Schweineretten

 

Ich habe immer betont, dass mir die Zukunft unseres Planeten ebenfalls sehr am Herzen liegt, obwohl meine Spießgesellen und ich nach Meinung vieler hüpfender junger Freunde persönlich schuld daran sind, dass uns in 12 Jahren der Stecker gezogen wird, vermutlich irgendwann im Juni gegen Mittag.

Ich kann nichts für meine Sozialisation, aber selbst fette alte weiße Säcke wie ich sind nicht zwingend für die gute Sache verloren.

Im März wird die Fa. Birk aus Oberkirch mit Drohneneinsatz nachschauen, was wir uns photovoltaisch gesehen aufs Dach nageln können und wir sind fest entschlossen, den Worten Taten folgen zu lassen. Das machen schon die Vorauszahlungen an die Stadtwerke Oberkirch erforderlich. Und die (weitere) Anschaffung eines E-Mobils, den Hyundai haben wir erfolgreich getestet und sind begeistert. Aktuell hat der Fisker Ocean Ultra die Nase ganz weit vorne.

Nicht schlecht, oder?

Neulich habe ich mit wenn auch verkniffener Rosette in zwei Zelluloidprodukte reingeschaut, weil ich dachte, Kopf in Sand nützt nix. 

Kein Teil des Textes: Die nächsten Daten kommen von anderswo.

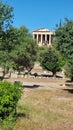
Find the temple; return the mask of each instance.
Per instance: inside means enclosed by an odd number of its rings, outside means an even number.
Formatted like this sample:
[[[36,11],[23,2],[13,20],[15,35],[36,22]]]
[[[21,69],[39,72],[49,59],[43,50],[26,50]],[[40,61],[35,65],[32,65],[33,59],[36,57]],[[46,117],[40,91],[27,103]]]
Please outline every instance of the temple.
[[[39,46],[50,46],[53,44],[55,31],[41,28],[33,31],[33,38],[37,40]]]

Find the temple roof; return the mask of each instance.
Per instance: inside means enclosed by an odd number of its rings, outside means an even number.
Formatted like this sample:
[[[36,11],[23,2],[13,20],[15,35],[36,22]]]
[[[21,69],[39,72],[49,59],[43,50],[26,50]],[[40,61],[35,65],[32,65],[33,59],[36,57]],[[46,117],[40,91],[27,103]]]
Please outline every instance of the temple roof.
[[[47,28],[40,28],[40,29],[34,30],[33,32],[50,32],[50,30],[48,30]]]

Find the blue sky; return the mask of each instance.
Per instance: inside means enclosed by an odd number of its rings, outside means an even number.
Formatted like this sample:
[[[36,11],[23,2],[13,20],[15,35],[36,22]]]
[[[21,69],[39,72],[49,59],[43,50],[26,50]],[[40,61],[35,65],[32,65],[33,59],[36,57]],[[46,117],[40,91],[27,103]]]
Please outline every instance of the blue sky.
[[[73,19],[73,0],[2,0],[14,7],[13,26],[26,26],[30,32],[39,28],[55,30],[64,18]]]

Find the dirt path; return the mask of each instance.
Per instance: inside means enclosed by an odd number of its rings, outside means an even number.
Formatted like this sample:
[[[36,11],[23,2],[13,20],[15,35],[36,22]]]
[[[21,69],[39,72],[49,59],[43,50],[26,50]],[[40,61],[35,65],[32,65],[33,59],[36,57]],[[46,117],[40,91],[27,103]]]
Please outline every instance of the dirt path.
[[[66,89],[66,79],[60,78],[10,78],[9,82],[21,81],[25,87],[39,89]]]

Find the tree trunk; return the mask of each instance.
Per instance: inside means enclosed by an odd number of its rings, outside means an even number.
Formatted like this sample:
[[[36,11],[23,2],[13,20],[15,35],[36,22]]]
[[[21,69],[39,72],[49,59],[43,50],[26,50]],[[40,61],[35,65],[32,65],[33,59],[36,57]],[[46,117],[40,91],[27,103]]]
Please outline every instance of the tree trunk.
[[[56,77],[56,72],[52,72],[52,73],[53,73],[52,76],[53,76],[53,77]]]

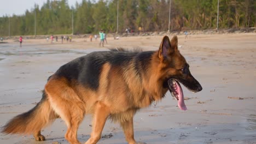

Der eine Streifen - "2040" auf Netflix - ist etwas für Leute, die auf dem Stand eines einjährigen Schimpansen stehengeblieben sind, und war auch eliminiert nach 10 Minuten. Ein finanziell offensichtlich unabhängiges Milchbrötchen mit selbstredend hübscher Frau und süßer Tochter reist ausschließlich mit schaurigen CO2-Schleudern um die Welt, um unter anderem die vorsintflutlichen Photovoltaikplättchen in Bangla-Desh zu betrachten und das als Lösung für die Energieprobleme zu promoten. Mehr muss ich glaube ich nicht sagen.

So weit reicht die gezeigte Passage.